La production des richesses est soumise à de telles différences sociales et humaines que les prix de revient en sont totalement incomparables. Les pays pauvres ou en voie de développement pratiquent des salaires et des conditions de travail que les pays industrialisés c’est-à-dire les pays riches ne peuvent accepter sans qu’il s’ensuive une régression inacceptable. D’où une tendance de plus en plus affirmée de recourir à des pratiques protectionnistes ; lesquelles, si elles devaient prospérer, ne pourraient qu’entraîner un blocage général des échanges et une crise encore plus grave que celle qui vient de secouer notre économie. Les pays industrialisés comme le nôtre ne peuvent se permettre de voir longtemps encore leur outil de production se délocaliser à outrance comme c’est le cas aujourd’hui. Cela est d’autant plus inquiétant pour nous, que l’Union Européenne avec les disparités sociales et économiques des pays qui la composent, se met en auto concurrence et ce dans l’attente d’une harmonisation qui mettra fatalement des décennies à se faire. Si l’on n’y prend garde, cela augure de mouvements sociaux de plus en plus graves sans compter qu’un éclatement de l’Union est toujours possible mais serait désastreux face aux géants asiatiques et américains.
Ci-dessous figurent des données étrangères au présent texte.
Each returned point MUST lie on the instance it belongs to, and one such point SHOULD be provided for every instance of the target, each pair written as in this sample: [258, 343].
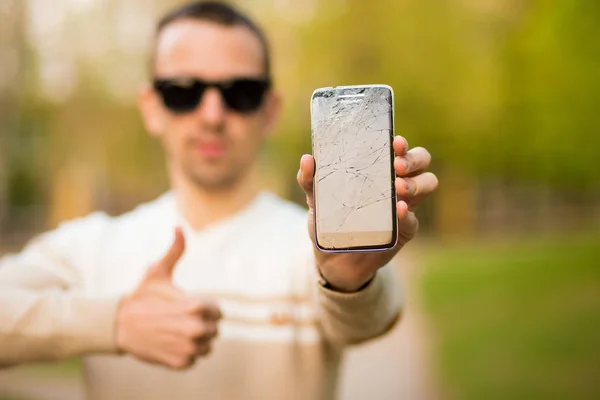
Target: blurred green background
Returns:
[504, 93]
Comme pour la combinaison des nageurs, il va falloir très vite établir des règles mondiales précises qui fassent que la compétition nécessaire pour tirer les peuples vers le haut, se fasse sans que cela soit au détriment d’une partie du monde du travail. Les ennemis du libéralisme comme ceux du collectivisme, ne sont pas les principes mais les hommes chargés de les mettre en œuvre. Chaque pratique peut être bonne en soit à condition d’en fixer les règles et pour tout dire, les limites acceptables au delà desquelles il ne faut pas aller. Il est temps que la jeune génération politique se penche sur cette question fondamentale qui sera le défi majeur de ce siècle.